Key features driving this integration:

  • BigQuery’s new geography function is ST_RegionStats. This program extracts statistics from raster data inside geographic borders, similar to Earth Engine’s reduceRegion function. Use an Earth Engine-accessible raster picture and a geographic region (vector data) to calculate mean, min, max, total, or count for pixels that traverse the geography.
  • BigQuery Sharing, formerly Analytics Hub, now offers Earth Engine in BigQuery datasets. This makes it easy to find data and access more datasets, many of which are ready for processing to obtain statistics for a region of interest. These datasets may include risk prediction, elevation, or emissions.

Raster analytics with this new feature usually has five steps:

  • Find vector data representing interest areas in a BigQuery table.
  • Find an Earth Engine raster dataset in BigQuery image assets, Cloud GeoTiff, or BigQuery Sharing.
  • Use ST_RegionStats() with the raster ID, vector geometries, and optional band name to aggregate intersecting data.
  • To understand, look at ST_RegionStats() output.
  • Use BigQuery Geo Viz to map analysis results.

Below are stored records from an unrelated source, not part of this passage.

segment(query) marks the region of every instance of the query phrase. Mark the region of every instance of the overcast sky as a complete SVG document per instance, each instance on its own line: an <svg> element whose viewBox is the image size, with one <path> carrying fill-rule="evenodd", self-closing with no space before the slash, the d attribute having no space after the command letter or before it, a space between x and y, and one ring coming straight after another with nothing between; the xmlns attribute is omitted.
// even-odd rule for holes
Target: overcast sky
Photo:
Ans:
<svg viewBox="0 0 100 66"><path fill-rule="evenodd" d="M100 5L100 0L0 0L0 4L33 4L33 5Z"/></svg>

This integration enables data-driven decision-making in sustainability and geographic application cases:

Climate, physical risk, and disaster response: Using drought, wildfire, and flood data in transportation, infrastructure, and urban design. For instance, using the Wildfire hazard to Communities dataset to assess wildfire risk or the Global River Flood Hazard dataset to estimate flood risk.

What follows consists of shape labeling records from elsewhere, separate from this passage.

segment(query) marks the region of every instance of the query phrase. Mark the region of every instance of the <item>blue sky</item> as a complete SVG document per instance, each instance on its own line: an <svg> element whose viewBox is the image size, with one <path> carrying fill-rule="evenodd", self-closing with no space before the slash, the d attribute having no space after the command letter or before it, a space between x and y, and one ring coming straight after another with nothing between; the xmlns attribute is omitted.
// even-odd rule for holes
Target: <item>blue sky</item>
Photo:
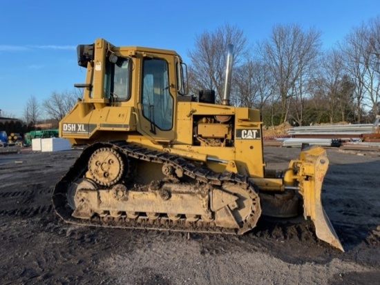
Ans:
<svg viewBox="0 0 380 285"><path fill-rule="evenodd" d="M98 37L175 50L187 61L197 35L225 23L253 45L274 25L297 23L321 31L327 48L378 14L379 0L0 0L0 109L22 118L30 95L42 102L83 83L76 46Z"/></svg>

Assessing land-use, elevation, and cover for agricultural evaluations and supply chain management. This includes using JRC Global Forest Cover datasets or Forest Data Partnership maps to determine if commodities are grown in non-deforested areas.

Methane emissions monitoring: MethaneSAT L4 Area Sources data can identify methane emission hotspots from minor, distributed sources in oil and gas basins to enhance mitigation efforts.

Custom use cases: Supporting Earth Engine raster dataset imports into BigQuery image assets or Cloud Storage GeoTiffs.

BigQuery Sharing contains ST_RegionStats()’s raster data sources, where the assets.image.href column normally holds the raster ID for each image table. Cloud Storage GeoTIFFs in the US or US-central1 regions can be used with URIs. Earth Engine image asset locations like ‘ee://IMAGE_PATH’ are supported in BigQuery.

ST_RegionStats()’s include option lets users adjust computations by assigning pixel weights (0–1), with 0 representing missing data. If no weight is given, pixels are weighted by geometry position. Raster pixel size, or scale, affects calculation and output. Changing scale (e.g., using options => JSON ‘{“scale”: 1000}’) can reduce query runtime and cost for prototyping, but it may impact results and should not be used for production analysis.

ST_RegionStats() is charged individually under BigQuery Services since Earth Engine calculates. Costs depend on input rows, raster picture quality, input geography size and complexity, crossing pixels, image projection, and formula usage. Earth Engine quotas in BigQuery slot time utilisation can be changed to control expenses.

Currently, ST_RegionStats() queries must be run in the US, us-central1, or us-central2.

This big improvement in Google Cloud’s geospatial analytics provides advanced raster capabilities and improves sustainability and other data-driven decision-making.